Published , by Donovan Erskine
Published , by Donovan Erskine
With how massive of a company FTX was, and with its various partnerships in the entertainment and financial worlds, there has been a strong reverberating effect following the crypto exchange’s bankruptcy filing last week. In what’s being referred to as a crypto contagion, several other companies in the business are suffering as a result of their ties to FTX. According to new reports, crypto lender BlockFi could be heading down the bankruptcy route itself.
In a report from the Wall Street Journal, the outlet states that its sources are indicating that BlockFi could be heading towards Chapter 11 bankruptcy, the same form of bankruptcy that FTX filed for last week. Shortly after the news from FTX hit the internet, BlockFi suspended customer withdrawals and deposits on the platform. The company also said that it has a “significant exposure” to FTX. In addition to the bankruptcy filing, BlockFi is expected to lay off a chunk of its workers.
The report also includes a quote from an email BlockFi sent out to users following the move to pause operations. “There are a number of scenarios that may be available to us, and we are doing the work now to determine the best path forward,” it reads. “BlockFi has the necessary liquidity to explore all options and we have engaged expert outside advisors that are helping us navigate BlockFi’s next steps.” BlockFi held a lot of its assets at FTX and also had a sizable credit line at the crypto exchange.
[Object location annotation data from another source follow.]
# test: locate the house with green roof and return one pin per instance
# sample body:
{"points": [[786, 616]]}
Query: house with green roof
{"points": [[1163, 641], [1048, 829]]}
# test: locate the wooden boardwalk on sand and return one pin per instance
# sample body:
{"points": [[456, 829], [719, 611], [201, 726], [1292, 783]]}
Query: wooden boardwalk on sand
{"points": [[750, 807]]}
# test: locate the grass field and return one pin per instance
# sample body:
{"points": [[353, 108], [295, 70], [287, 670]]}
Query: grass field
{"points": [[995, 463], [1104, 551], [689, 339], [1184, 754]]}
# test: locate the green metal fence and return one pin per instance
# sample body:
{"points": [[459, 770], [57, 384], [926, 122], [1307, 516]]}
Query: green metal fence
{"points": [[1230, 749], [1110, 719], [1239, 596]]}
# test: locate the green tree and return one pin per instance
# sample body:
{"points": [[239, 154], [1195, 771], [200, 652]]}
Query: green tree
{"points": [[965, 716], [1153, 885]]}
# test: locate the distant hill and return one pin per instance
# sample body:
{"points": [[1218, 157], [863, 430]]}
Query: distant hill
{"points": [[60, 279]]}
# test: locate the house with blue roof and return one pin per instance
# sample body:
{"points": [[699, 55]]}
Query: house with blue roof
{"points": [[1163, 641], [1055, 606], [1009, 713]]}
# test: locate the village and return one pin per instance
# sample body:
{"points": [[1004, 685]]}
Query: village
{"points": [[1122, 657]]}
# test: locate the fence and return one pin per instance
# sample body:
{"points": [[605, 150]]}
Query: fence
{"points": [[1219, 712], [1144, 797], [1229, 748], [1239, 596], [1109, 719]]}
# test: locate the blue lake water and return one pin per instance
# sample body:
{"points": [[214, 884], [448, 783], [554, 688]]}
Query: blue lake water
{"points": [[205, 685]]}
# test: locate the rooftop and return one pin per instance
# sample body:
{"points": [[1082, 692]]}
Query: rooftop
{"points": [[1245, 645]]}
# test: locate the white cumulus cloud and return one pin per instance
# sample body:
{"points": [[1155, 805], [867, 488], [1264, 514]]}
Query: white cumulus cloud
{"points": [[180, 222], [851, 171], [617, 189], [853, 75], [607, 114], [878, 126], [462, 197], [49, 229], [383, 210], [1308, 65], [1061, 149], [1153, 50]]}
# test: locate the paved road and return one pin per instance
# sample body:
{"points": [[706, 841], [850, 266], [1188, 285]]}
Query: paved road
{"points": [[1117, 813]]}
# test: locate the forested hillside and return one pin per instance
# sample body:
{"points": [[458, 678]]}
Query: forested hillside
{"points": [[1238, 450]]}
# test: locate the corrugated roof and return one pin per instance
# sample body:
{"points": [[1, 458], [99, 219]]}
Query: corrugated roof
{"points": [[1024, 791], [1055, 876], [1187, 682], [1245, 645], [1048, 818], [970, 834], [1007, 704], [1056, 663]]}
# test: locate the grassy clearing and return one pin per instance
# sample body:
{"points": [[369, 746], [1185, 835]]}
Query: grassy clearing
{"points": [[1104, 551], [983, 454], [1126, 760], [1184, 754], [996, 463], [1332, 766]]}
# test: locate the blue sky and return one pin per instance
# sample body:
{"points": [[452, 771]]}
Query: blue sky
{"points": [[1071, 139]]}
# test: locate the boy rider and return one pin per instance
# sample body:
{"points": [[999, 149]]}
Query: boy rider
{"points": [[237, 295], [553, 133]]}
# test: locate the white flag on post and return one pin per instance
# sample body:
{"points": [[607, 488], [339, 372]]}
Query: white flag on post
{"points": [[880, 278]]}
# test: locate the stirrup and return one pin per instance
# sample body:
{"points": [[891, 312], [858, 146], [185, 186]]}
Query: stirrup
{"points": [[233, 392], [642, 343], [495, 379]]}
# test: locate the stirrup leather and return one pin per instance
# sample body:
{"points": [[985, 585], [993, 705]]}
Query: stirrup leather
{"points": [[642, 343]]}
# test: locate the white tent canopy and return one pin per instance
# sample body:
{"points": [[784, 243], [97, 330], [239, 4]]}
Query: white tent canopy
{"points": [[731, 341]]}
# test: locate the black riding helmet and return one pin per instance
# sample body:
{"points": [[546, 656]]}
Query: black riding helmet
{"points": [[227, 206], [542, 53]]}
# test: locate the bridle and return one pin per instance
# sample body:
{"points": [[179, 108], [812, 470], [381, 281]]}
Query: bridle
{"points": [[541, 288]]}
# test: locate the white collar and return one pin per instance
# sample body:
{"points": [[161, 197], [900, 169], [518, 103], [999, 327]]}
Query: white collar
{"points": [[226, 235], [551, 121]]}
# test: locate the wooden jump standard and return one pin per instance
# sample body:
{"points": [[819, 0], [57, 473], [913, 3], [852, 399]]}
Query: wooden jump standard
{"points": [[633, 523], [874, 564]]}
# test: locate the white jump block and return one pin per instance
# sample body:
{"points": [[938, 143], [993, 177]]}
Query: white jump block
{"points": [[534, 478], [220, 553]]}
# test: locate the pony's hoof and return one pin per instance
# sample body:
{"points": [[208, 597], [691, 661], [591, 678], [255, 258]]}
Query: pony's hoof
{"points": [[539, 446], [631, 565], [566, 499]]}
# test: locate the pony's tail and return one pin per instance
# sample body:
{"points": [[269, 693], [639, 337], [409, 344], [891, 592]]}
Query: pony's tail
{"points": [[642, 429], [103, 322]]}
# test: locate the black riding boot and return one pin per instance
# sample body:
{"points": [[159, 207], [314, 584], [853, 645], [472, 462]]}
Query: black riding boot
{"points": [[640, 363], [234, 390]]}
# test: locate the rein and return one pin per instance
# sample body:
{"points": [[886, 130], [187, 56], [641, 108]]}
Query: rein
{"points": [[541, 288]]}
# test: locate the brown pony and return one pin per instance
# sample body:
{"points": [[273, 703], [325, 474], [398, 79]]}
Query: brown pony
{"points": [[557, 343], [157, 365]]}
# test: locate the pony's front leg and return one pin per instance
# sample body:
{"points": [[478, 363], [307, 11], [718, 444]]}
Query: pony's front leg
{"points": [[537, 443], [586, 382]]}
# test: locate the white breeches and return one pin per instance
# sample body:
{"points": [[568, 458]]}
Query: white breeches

FTX’s implosion has not only been a nightmare for the crypto exchange and its CEO Sam Bankman-Fried, but a plethora of other companies and people that were associated with the platform in one way or another. BlockFi is just the latest in a growing list of companies in hot water as a result. Even the affiliated companies that will survive FTX’s collapse have had to release statements to reassure users and investors, such as Immutable and Team SoloMid.